Kasus penganiayaan super-berat oleh tersangka, dipicu cemburu. Skenario-nya bagai “kasus Sambo” dalam pembunuhan Brigadir Joshua. Andai tidak cepat ditolong, dipastikan korban akan menghembuskan nafas terakhir di TKP. Sampai kini korban masih belum sadarkan diri, dalam perawatan intensif rumah sakit. Empati netizen (untuk korban) yang sangat luas ditunjukkan melalui pembacaan shalawat di seluruh Indonesia. Bahkan dua Menteri (Srimulyani, dan Yaqut Cholil Qoumas) menyatakan dukungan.

Menteri Keuangan Srimulyani, telah memecat orangtua pelaku penganiayaan. Akan berlanjut dengan pemeriksaan oleh KPK (Komisi Pemberantasan Korupsi). Karena terdapat pelaporan harta kekayaan yang janggal, dicatat oleh PPATK. Serta mobil mewah yang biasa digunakan pelaku, tidak tercantum dalam LHKPN (Laporan Harta Kekayaan Pejabat Negara) orangtuanya. Bagai peribahasa Jawa, “Anak molah bapa kepradah” (anak berulah orangtua menerima akibat buruk).

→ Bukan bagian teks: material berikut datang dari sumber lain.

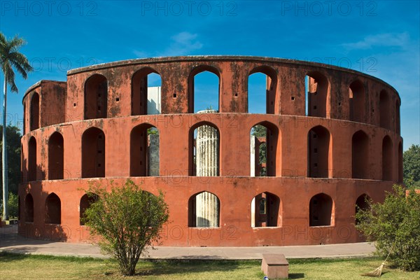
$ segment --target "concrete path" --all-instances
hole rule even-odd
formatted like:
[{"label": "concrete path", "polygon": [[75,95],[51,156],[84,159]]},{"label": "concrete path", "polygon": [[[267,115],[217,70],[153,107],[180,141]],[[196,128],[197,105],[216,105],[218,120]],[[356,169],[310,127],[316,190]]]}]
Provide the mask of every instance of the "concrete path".
[{"label": "concrete path", "polygon": [[[17,230],[17,225],[0,227],[0,251],[106,258],[96,245],[30,239],[18,235]],[[270,247],[157,247],[149,252],[149,258],[260,260],[262,253],[282,253],[288,258],[345,258],[370,255],[374,251],[374,245],[365,242]]]}]

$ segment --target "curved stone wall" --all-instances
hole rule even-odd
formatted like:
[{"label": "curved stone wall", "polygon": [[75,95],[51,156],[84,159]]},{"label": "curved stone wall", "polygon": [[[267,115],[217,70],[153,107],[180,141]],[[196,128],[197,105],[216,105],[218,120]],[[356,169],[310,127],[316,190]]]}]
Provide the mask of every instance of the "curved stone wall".
[{"label": "curved stone wall", "polygon": [[[194,76],[204,71],[218,77],[218,112],[195,113]],[[248,77],[257,72],[267,76],[265,114],[248,113]],[[162,80],[160,114],[147,114],[150,73]],[[254,57],[128,60],[70,71],[66,82],[41,80],[23,104],[20,231],[32,237],[93,238],[80,225],[83,189],[130,178],[165,192],[165,246],[354,242],[361,240],[356,203],[382,201],[402,181],[398,92],[329,65]],[[267,176],[251,172],[256,125],[267,132]],[[194,131],[203,127],[218,137],[218,166],[197,176]],[[200,215],[211,223],[199,221],[197,205],[206,204],[212,211]]]}]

Anak pejabat Ditjen Pajak yang melakukan penganiayaan berat, akan diancam dengan UU Nomor 35 Tahun 2014 Tentang Perlindungan Anak. Khususnya pasal 76c, juncto pasal 80 ayat (2), yang menyatakan, “Dalam hal Anak sebagaimana dimaksud pada ayat (1) luka berat, maka pelaku dipidana dengan pidana penjara paling lama 5 (lima) tahun dan/atau denda paling banyak Rp100.000.000,00 (seratus juta rupiah).” Ancaman hukuman pasal 80 ayat (2) selaras dengan Pasal 351 KUHP ayat (2).

Tersangka pelaku penganiayaan, bisa jadi akan memperoleh hukuman maksimal, 5 tahun. Berdasarkan pasal 76C UU Perlindungan Anak, jumlah tersangka dipastikan bertambah. Terutama perekam video, yang sekaligus mem-provokasi pelaku. Pasal 76C UU Perlindungan Anak, menyatakan, “Setiap Orang dilarang menempatkan, membiarkan, melakukan, menyuruh melakukan, atau turut serta melakukan Kekerasan terhadap Anak.”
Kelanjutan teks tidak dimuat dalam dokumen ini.